- Interactive map of Provenchères-sur-Fave
- Country: France
- Region: Grand Est
- Department: Vosges
- No. of communes: {{{nbcomm}}}
- Disbanded: 2015
- Area: 33.8 km^{2} (13.1 sq mi)
- Population (2012): 2,417
- • Density: 71.5/km^{2} (185/sq mi)

= Canton of Provenchères-sur-Fave =

The Canton of Provenchères-sur-Fave is a former French administrative and electoral grouping of communes in the Vosges département of eastern France and in the region of Lorraine. It was disbanded following the French canton reorganisation which came into effect in March 2015. It consisted of 7 communes, which joined the canton of Saint-Dié-des-Vosges-2 in 2015. It had 2,417 inhabitants (2012).

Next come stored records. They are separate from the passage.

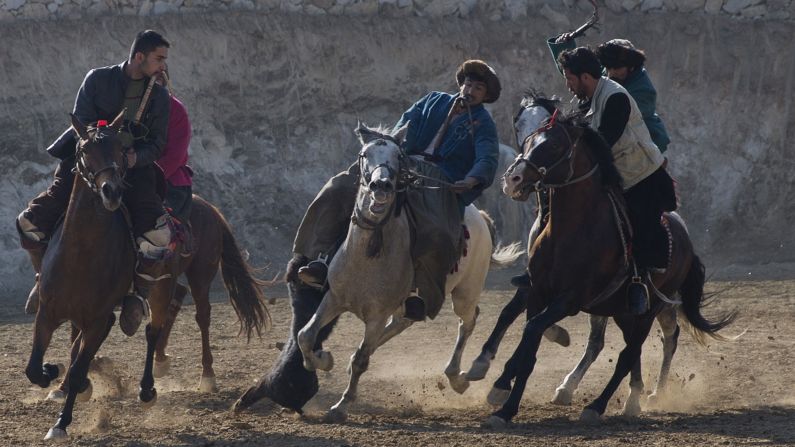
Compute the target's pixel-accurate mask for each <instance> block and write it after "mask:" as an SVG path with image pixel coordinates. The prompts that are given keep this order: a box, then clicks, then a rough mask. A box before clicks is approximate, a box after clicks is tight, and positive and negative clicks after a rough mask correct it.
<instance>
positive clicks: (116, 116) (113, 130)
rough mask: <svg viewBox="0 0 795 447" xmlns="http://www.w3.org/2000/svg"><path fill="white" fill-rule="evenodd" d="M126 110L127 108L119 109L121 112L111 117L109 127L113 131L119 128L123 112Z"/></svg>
mask: <svg viewBox="0 0 795 447" xmlns="http://www.w3.org/2000/svg"><path fill="white" fill-rule="evenodd" d="M126 111H127V109H121V112H119V114H118V115H116V118H113V122H111V123H110V128H111V129H113V131H114V132H118V131H119V129H121V125H122V123H123V122H124V112H126Z"/></svg>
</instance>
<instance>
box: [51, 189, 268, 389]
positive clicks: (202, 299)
mask: <svg viewBox="0 0 795 447" xmlns="http://www.w3.org/2000/svg"><path fill="white" fill-rule="evenodd" d="M190 223H191V227H192V231H191V233H192V237H193V239H194V241H195V242H196V243H195V244H193V245H194V246H195V247H196V249H195V251H193V252H191V253H187V254H185V255H183V256H179V257H174V258H172V262H169V263H167V264H166V265H165V266H166V269H167V270H168V271H165V272H162V273H167V274H168V278H165V279H162V280H160V281H157V282H155V283H154V285H153V286H152V287H151V288H150V289H149V295H148V302H149V306H150V309H151V322H150V323H149V324H148V325H147V326H146V340H147V354H146V362H145V364H144V374H143V376H142V378H141V389H140V394H139V397H140V399H141V401H142V402H144V403H149V404H154V402H155V401H156V398H157V391H156V390H155V388H154V378H157V377H163V376H165V375H166V373H167V372H168V370H169V368H170V359H169V357H168V355H166V352H165V350H166V346H167V344H168V337H169V335H170V333H171V328H172V326H173V324H174V320H175V319H176V316H177V313H179V310H180V308H181V306H182V301H183V300H184V298H185V296H186V295H187V294H188V292H190V293H191V296H192V297H193V302H194V305H195V307H196V323H197V324H198V326H199V331H200V332H201V341H202V374H201V379H200V381H199V390H200V391H203V392H215V391H217V387H216V383H215V371H214V370H213V356H212V352H211V351H210V309H211V306H210V295H209V293H210V285H211V284H212V281H213V279H214V278H215V275H216V273H218V268H219V267H220V268H221V276H222V277H223V280H224V285H225V286H226V289H227V292H228V293H229V300H230V302H231V303H232V307H233V308H234V309H235V312H236V313H237V317H238V320H239V321H240V333H241V334H243V333H245V334H246V337H247V338H248V339H250V338H251V336H252V335H253V334H254V333H255V332H256V334H257V335H260V334H261V333H262V332H263V330H267V328H269V327H270V323H271V321H270V314H269V313H268V309H267V307H266V306H265V296H264V294H263V293H262V289H261V287H262V286H268V285H271V284H272V283H273V282H272V281H262V280H260V279H257V278H256V277H255V276H254V272H253V269H252V268H251V267H250V266H249V265H248V263H247V262H246V260H245V258H244V256H243V254H242V253H241V250H240V249H239V248H238V246H237V243H236V241H235V237H234V236H233V235H232V230H231V228H230V226H229V223H228V222H227V221H226V219H225V218H224V216H223V214H221V212H220V211H219V210H218V209H217V208H216V207H215V206H213V205H212V204H211V203H209V202H207V201H206V200H204V199H203V198H201V197H199V196H198V195H195V194H194V195H193V205H192V207H191V214H190ZM183 273H184V274H185V277H186V278H187V280H188V284H189V286H190V290H189V289H188V288H187V287H185V286H183V285H182V284H179V283H178V282H177V279H178V278H179V276H180V275H181V274H183ZM74 337H75V331H74V330H73V332H72V338H73V340H74ZM73 355H75V352H73ZM73 360H74V359H73ZM68 390H69V381H68V376H67V378H65V379H64V381H63V382H62V383H61V386H60V388H59V389H58V390H54V391H53V392H51V393H50V396H49V398H50V399H59V398H61V397H62V396H65V395H66V394H67V392H68Z"/></svg>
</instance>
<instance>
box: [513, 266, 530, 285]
mask: <svg viewBox="0 0 795 447" xmlns="http://www.w3.org/2000/svg"><path fill="white" fill-rule="evenodd" d="M511 285H512V286H514V287H516V288H517V289H526V288H528V287H530V274H529V273H528V272H527V270H525V271H524V272H523V273H522V274H521V275H516V276H512V277H511Z"/></svg>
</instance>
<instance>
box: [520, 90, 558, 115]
mask: <svg viewBox="0 0 795 447" xmlns="http://www.w3.org/2000/svg"><path fill="white" fill-rule="evenodd" d="M521 106H522V108H526V107H530V106H541V107H543V108H544V109H546V111H547V112H549V114H550V115H552V114H553V113H555V110H556V109H558V108H559V106H560V98H559V97H558V96H555V95H553V96H547V95H546V94H544V92H542V91H541V90H538V89H536V88H533V87H530V88H529V89H527V90H525V91H524V97H523V98H522V103H521Z"/></svg>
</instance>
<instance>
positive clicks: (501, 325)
mask: <svg viewBox="0 0 795 447" xmlns="http://www.w3.org/2000/svg"><path fill="white" fill-rule="evenodd" d="M529 293H530V291H529V289H525V288H522V289H516V293H514V295H513V298H511V301H509V302H508V304H506V305H505V307H503V308H502V311H501V312H500V317H499V318H498V319H497V324H496V325H495V326H494V329H493V330H492V331H491V335H489V338H488V340H486V343H484V344H483V348H481V350H480V355H478V356H477V358H475V360H474V361H473V362H472V366H471V367H470V368H469V371H468V372H467V374H466V380H468V381H477V380H482V379H483V378H484V377H486V373H487V372H488V370H489V367H490V366H491V361H492V360H494V356H495V355H497V348H499V346H500V342H501V341H502V337H504V336H505V332H506V331H507V330H508V328H509V327H510V326H511V324H513V322H514V321H515V320H516V318H517V317H518V316H519V315H520V314H521V313H522V312H524V311H525V309H527V295H528V294H529ZM509 388H510V385H509Z"/></svg>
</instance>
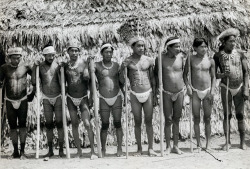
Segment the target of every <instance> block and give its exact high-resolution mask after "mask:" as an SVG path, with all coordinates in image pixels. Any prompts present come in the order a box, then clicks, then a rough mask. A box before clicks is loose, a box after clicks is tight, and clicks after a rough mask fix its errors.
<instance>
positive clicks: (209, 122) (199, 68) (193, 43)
mask: <svg viewBox="0 0 250 169" xmlns="http://www.w3.org/2000/svg"><path fill="white" fill-rule="evenodd" d="M193 48H194V50H195V51H196V52H197V54H196V55H193V56H192V57H190V63H189V59H187V61H186V64H185V69H184V82H185V84H186V86H187V93H188V95H189V96H190V97H192V103H193V104H192V111H193V112H192V113H193V115H194V131H195V135H196V140H197V148H198V151H199V152H200V149H201V146H202V145H201V143H200V109H201V103H202V107H203V112H204V122H205V135H206V149H208V150H211V149H210V137H211V125H210V120H211V113H212V108H213V97H214V90H215V82H216V81H215V79H216V78H215V64H214V60H213V59H212V58H209V56H208V55H207V42H206V40H205V39H204V38H196V39H195V40H194V43H193ZM189 66H191V67H189ZM189 68H190V69H191V84H189V82H188V77H187V76H188V72H189ZM189 76H190V74H189Z"/></svg>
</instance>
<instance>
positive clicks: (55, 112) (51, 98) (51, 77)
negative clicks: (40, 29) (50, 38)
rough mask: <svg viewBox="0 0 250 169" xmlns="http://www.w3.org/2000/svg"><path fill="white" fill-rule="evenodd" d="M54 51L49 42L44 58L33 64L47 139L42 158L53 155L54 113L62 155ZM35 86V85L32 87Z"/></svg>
mask: <svg viewBox="0 0 250 169" xmlns="http://www.w3.org/2000/svg"><path fill="white" fill-rule="evenodd" d="M55 54H56V51H55V49H54V47H53V46H52V45H51V44H48V45H46V46H45V47H44V49H43V56H44V58H45V60H44V61H43V60H41V59H39V58H37V60H36V61H35V65H36V66H39V77H40V79H41V87H42V100H43V109H44V116H45V121H46V123H45V126H46V129H47V130H46V131H47V140H48V146H49V151H48V153H47V154H45V155H44V156H43V157H44V158H49V157H52V156H54V152H53V135H54V134H53V129H54V120H53V119H54V114H55V120H56V127H57V131H58V142H59V156H60V157H64V156H65V154H64V153H63V143H64V132H63V121H62V119H63V116H62V98H61V87H60V79H59V73H60V66H59V64H58V63H57V61H56V59H55ZM36 66H35V67H34V69H33V72H32V84H33V86H36ZM34 88H35V87H34ZM53 112H54V113H53Z"/></svg>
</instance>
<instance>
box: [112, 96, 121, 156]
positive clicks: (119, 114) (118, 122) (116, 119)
mask: <svg viewBox="0 0 250 169" xmlns="http://www.w3.org/2000/svg"><path fill="white" fill-rule="evenodd" d="M112 114H113V117H114V127H115V129H116V137H117V144H118V147H117V156H118V157H120V156H123V153H122V136H123V133H122V123H121V118H122V97H121V96H119V97H118V98H117V100H116V102H115V104H114V105H113V107H112Z"/></svg>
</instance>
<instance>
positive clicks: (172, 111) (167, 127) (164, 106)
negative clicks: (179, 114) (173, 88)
mask: <svg viewBox="0 0 250 169" xmlns="http://www.w3.org/2000/svg"><path fill="white" fill-rule="evenodd" d="M163 112H164V116H165V139H166V154H167V155H168V154H170V152H171V145H170V138H171V125H172V116H173V113H172V112H173V102H172V100H171V97H170V96H169V95H167V94H165V93H163Z"/></svg>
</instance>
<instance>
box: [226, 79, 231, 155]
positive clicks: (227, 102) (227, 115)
mask: <svg viewBox="0 0 250 169" xmlns="http://www.w3.org/2000/svg"><path fill="white" fill-rule="evenodd" d="M228 86H229V77H227V90H226V111H227V129H226V130H227V136H226V142H227V145H226V146H227V147H226V148H227V151H228V150H229V146H228V141H229V132H230V131H229V113H228V110H229V109H228Z"/></svg>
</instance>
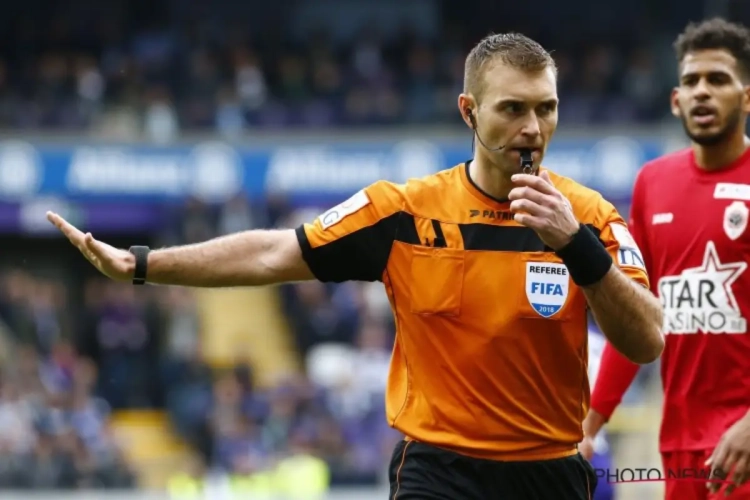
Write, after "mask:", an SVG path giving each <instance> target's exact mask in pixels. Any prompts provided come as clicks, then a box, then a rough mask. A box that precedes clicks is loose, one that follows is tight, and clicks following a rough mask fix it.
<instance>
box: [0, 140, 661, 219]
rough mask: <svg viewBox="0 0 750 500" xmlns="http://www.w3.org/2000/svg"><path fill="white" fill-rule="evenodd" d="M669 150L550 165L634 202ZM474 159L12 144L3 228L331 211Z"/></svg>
mask: <svg viewBox="0 0 750 500" xmlns="http://www.w3.org/2000/svg"><path fill="white" fill-rule="evenodd" d="M666 148H667V145H666V141H665V140H663V139H661V138H659V137H655V138H653V139H638V140H636V139H633V138H630V137H627V136H608V137H605V138H600V139H575V140H573V139H568V140H564V139H561V140H556V141H555V142H554V143H553V145H551V146H550V149H549V151H548V152H547V156H546V158H545V161H544V164H545V166H546V167H548V168H550V169H552V170H554V171H556V172H558V173H560V174H562V175H565V176H569V177H572V178H573V179H576V180H577V181H579V182H581V183H583V184H584V185H586V186H589V187H591V188H593V189H596V190H598V191H600V192H601V193H602V194H603V195H604V196H605V197H606V198H608V199H610V200H611V201H613V202H626V201H627V200H628V199H629V197H630V192H631V189H632V185H633V180H634V179H635V175H636V173H637V172H638V170H639V168H640V167H641V166H642V165H643V163H645V162H647V161H649V160H651V159H653V158H656V157H658V156H660V155H662V154H664V153H665V152H666ZM470 157H471V145H470V143H469V141H468V140H467V139H466V138H464V139H462V140H452V141H451V140H440V141H438V140H434V141H431V140H421V139H420V140H413V139H404V140H400V141H398V140H396V141H383V142H362V143H355V142H351V141H341V142H337V141H330V142H320V143H300V144H294V143H291V141H290V142H289V143H284V144H279V145H277V144H269V145H267V146H266V145H264V146H260V147H250V146H242V145H240V146H235V145H229V144H225V143H221V142H212V141H208V142H201V143H195V144H192V145H189V146H179V147H158V146H146V145H116V144H111V145H110V144H101V143H83V142H81V143H64V144H50V143H35V142H27V141H20V140H7V141H3V142H0V223H2V222H5V223H7V221H8V220H24V219H27V218H28V217H26V216H23V215H22V214H23V213H28V214H37V215H42V217H43V213H44V211H43V206H49V204H50V203H51V201H50V200H56V202H58V203H63V202H64V203H66V204H68V205H71V206H76V207H79V209H80V210H82V211H84V212H86V213H90V214H92V215H90V216H85V219H86V220H87V221H88V222H92V221H93V220H100V221H101V224H102V225H104V224H105V220H109V218H107V217H104V216H102V215H101V214H103V213H110V214H113V213H114V214H116V213H118V212H119V213H122V210H123V207H129V208H127V212H128V219H130V218H131V215H132V216H133V217H132V218H133V220H140V221H141V222H142V223H144V224H145V223H146V222H148V221H154V220H155V219H158V217H155V215H154V213H155V211H156V210H157V209H158V206H159V205H163V204H169V203H170V202H179V201H180V200H182V199H184V198H186V197H197V198H200V199H203V200H205V201H208V202H221V201H224V200H227V199H229V198H231V197H232V196H234V195H236V194H239V193H244V194H246V195H248V196H249V197H250V198H251V199H255V200H262V199H263V198H264V197H266V196H267V195H269V194H272V193H284V194H285V195H286V197H287V199H289V201H290V202H291V203H293V204H296V205H316V206H319V207H325V206H327V205H332V204H336V203H338V202H340V201H343V200H344V199H346V198H348V197H349V196H350V195H352V194H353V193H355V192H356V191H358V190H359V189H361V188H362V187H364V186H367V185H368V184H371V183H373V182H375V181H377V180H381V179H386V180H390V181H394V182H404V181H406V180H407V179H409V178H413V177H421V176H424V175H429V174H431V173H433V172H437V171H439V170H442V169H446V168H450V167H452V166H454V165H456V164H459V163H461V162H463V161H465V160H467V159H469V158H470ZM45 203H46V205H45ZM136 205H137V206H138V207H139V208H138V210H136V209H135V206H136ZM29 207H31V208H29ZM11 211H15V212H14V213H16V214H17V215H10V213H11ZM136 212H137V213H136ZM18 214H21V215H18ZM148 214H152V215H148ZM136 215H138V216H137V217H136ZM19 217H20V219H19ZM92 217H93V219H92ZM31 218H32V219H35V218H36V216H34V217H31ZM17 224H21V222H18V223H17ZM121 224H124V225H125V226H128V225H129V224H133V222H121ZM3 225H4V224H3ZM128 227H129V226H128ZM6 229H7V226H6ZM123 229H125V228H123Z"/></svg>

One of 9 cantons in the Arrondissement of Saint-Dié-des-Vosges, the Canton of Provenchères-sur-Fave had its administrative centre at Provenchères-sur-Fave.

==Composition==
The canton comprised the following communes:
- Le Beulay
- Colroy-la-Grande
- La Grande-Fosse
- Lubine
- Lusse
- La Petite-Fosse
- Provenchères-sur-Fave

==History==
The communes listed above were formerly part of the Canton of Saales. Following the Franco-Prussian War, however, in 1871, the Canton of Saales was partitioned between France and Germany. The part remaining in France became the new canton of Provenchères-sur-Fave. In 1919 the formerly German portion of the original Canton of Saales was returned to France, but the decision was taken not to redraw the departmental frontiers more than necessary, so that now the Canton of Saales is in the region of Alsace, leaving the canton of Provenchères-sur-Fave in region of Lorraine, as one of the smallest cantons in France.